I nodded. My friend Nerissa had explained it to me. Like their personalities, angels’ magic was sharp, dominating, and unrelenting. So while a dual angel pairing had magic potential to spare, it was severely lacking on the magic balance component. The magic of two angels didn’t blend well; it clashed. It was like one nonstop explosion of poison and egos. So when the Legion wanted to breed an angel, they paired them with lower level Legion soldiers, someone whose magic was more amenable.
The only exception I knew of was Nero, whose parents were both angels—but that pairing had only worked because his mother had very light magic and his father had a lot of dark magic for an angel.
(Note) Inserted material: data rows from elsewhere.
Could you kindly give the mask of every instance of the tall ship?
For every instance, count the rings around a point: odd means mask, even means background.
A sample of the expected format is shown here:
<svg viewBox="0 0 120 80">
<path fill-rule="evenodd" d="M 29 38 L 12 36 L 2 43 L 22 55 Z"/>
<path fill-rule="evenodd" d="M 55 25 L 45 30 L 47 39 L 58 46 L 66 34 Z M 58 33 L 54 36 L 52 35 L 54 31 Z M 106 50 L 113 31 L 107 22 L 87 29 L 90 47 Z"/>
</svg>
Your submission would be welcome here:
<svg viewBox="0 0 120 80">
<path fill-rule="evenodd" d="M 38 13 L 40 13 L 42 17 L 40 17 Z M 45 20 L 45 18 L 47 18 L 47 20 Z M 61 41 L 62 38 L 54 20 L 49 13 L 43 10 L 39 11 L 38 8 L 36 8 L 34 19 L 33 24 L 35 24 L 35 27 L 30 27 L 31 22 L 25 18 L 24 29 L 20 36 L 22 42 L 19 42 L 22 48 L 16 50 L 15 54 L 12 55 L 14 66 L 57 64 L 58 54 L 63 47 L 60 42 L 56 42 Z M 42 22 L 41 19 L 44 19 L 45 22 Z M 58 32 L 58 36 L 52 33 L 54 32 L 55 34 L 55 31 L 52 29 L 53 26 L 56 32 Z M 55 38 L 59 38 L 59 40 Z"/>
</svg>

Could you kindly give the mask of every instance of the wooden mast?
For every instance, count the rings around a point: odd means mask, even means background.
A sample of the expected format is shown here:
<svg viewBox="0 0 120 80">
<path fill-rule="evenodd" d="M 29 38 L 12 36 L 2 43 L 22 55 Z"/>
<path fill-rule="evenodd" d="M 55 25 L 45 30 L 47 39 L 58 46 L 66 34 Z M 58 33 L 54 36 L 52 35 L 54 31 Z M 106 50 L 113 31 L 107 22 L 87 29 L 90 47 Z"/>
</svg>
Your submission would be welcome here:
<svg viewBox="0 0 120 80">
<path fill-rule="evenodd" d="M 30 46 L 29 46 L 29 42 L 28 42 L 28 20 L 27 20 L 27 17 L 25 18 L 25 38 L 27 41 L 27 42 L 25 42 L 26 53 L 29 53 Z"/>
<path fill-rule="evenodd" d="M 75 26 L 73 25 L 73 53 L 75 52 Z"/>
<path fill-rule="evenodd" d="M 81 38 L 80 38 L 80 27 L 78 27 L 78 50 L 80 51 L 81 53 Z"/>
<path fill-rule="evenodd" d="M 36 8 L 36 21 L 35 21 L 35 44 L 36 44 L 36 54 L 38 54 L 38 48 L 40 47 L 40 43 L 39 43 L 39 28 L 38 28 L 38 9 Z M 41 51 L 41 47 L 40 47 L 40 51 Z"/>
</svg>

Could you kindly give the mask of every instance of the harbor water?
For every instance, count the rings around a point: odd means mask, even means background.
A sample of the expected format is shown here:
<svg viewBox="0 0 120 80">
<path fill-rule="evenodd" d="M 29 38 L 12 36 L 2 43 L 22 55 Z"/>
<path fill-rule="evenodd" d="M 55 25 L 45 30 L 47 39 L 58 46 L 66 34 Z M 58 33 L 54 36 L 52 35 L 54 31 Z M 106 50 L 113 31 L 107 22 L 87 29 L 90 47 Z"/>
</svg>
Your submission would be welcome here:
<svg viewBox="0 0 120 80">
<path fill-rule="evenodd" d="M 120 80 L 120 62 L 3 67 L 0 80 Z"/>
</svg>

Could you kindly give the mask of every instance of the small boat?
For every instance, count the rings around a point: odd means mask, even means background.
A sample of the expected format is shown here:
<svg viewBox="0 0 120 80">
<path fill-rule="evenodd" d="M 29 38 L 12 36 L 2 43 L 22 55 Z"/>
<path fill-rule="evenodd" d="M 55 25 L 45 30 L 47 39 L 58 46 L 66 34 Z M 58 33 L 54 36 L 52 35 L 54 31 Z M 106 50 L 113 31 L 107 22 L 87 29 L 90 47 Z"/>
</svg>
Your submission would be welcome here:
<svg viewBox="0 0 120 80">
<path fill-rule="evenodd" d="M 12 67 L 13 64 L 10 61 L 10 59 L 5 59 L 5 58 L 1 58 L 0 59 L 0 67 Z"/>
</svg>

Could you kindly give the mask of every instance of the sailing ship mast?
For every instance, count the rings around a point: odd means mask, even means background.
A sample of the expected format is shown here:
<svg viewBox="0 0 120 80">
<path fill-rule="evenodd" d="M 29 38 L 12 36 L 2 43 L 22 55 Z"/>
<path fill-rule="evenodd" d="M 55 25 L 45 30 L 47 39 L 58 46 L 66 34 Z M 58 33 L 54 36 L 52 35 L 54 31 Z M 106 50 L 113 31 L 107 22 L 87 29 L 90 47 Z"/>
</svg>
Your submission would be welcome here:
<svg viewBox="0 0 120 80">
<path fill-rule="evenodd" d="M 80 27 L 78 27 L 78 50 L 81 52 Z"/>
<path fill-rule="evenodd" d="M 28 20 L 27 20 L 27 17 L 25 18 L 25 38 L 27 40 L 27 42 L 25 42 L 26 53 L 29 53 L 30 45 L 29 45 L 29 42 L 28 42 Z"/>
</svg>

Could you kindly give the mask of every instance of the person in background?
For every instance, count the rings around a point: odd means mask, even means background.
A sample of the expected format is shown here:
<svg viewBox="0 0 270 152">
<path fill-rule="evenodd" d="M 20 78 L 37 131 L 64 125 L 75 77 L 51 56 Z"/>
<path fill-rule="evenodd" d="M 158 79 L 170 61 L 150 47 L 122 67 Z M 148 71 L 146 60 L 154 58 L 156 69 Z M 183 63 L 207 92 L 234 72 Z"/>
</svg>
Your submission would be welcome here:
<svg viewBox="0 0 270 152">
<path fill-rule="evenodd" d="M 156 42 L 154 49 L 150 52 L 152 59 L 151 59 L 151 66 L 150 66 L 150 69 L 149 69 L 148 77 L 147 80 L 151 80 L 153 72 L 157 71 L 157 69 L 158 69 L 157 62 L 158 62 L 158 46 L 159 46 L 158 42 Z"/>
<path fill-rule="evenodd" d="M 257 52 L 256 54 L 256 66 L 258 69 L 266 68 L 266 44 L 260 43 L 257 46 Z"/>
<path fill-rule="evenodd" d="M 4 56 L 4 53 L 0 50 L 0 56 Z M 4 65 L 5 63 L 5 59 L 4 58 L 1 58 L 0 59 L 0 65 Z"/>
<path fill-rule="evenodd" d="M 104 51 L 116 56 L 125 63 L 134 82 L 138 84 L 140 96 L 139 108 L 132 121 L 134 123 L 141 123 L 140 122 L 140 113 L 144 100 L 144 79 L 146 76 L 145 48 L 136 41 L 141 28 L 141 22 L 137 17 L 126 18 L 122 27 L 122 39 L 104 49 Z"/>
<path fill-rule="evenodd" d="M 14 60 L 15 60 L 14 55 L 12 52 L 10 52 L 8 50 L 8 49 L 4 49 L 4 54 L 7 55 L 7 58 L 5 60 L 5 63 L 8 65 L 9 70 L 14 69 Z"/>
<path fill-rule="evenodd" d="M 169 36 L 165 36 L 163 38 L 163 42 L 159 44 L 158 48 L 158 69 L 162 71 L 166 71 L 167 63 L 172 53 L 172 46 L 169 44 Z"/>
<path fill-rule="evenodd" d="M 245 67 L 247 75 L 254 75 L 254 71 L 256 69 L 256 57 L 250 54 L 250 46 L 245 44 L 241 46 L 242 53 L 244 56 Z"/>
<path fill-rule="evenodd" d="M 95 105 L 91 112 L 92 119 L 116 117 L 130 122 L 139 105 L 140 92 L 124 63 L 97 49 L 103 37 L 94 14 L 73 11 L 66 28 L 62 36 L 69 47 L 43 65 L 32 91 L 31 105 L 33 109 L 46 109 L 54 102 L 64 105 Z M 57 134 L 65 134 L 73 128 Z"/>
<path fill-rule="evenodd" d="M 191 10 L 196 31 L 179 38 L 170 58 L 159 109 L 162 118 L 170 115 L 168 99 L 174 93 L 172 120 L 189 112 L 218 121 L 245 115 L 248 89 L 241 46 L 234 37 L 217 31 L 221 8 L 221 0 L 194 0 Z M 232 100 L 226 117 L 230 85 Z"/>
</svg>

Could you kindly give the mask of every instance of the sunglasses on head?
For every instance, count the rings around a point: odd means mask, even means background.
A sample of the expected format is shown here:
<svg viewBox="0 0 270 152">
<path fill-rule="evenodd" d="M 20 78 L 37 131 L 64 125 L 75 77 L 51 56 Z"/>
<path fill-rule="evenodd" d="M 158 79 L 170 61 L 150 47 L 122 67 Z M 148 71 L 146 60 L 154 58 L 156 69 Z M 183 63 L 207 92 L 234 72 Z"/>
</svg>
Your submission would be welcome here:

Their magic had obviously found a balance between light and dark.
“The Legion’s breeding methods work, but some angel families have refined them,” Jace told me. “Mine, for instance. We’ve taken the process further.”
I wasn’t surprised. Colonel Fireswift was precisely the kind of angel who would have optimized every possible thing.
“How do you do it?” I asked him.
“Magic is a spectrum.”
Jace drew the magic spectrum on a sheet of paper, eight gifts around a color wheel. It included not only the gods’ seven gifts of magic, but also an eighth, that of telepathy. Telepathy was a special gift, one granted only to angels. The telepaths of Earth didn’t have the gods to thank for their magic; they’d received it from another source, presumably from the original immortals who ruled the realms before the gods and demons. Some of their magic had made it to Earth.
“Over the centuries, my family has bred us so that each generation has more magic potential than the previous ones. Our ultimate goal is to create children whose magic potential covers the entire spectrum.”
“How do you accomplish that?” I asked.
“An angel takes a mate with a specific set of abilities we want to boost in their offspring. These abilities have to be powerful enough not to fade beneath all the magic of an angel, but not so strong that they cancel out the abilities on the opposing end of the spectrum.”
“How’s that working out?”
“Slowly,” he said. “We have managed to boost our magic potential beyond that of any other family, but we are still working on the magic balance. A few weaknesses remain.”
I glanced at the magic color wheel he’d drawn. “Which ones?”
His eyes hardened. “Nice try, but I’m not giving anything away.”
“You’ve already given everything away in your lecture about opposing magic,” I told him. “All I have to do is think about what your strongest abilities are and use that to determine your weaknesses.”
He clenched his jaw.
“Luckily for you, I don’t fight dirty.” I grinned at him.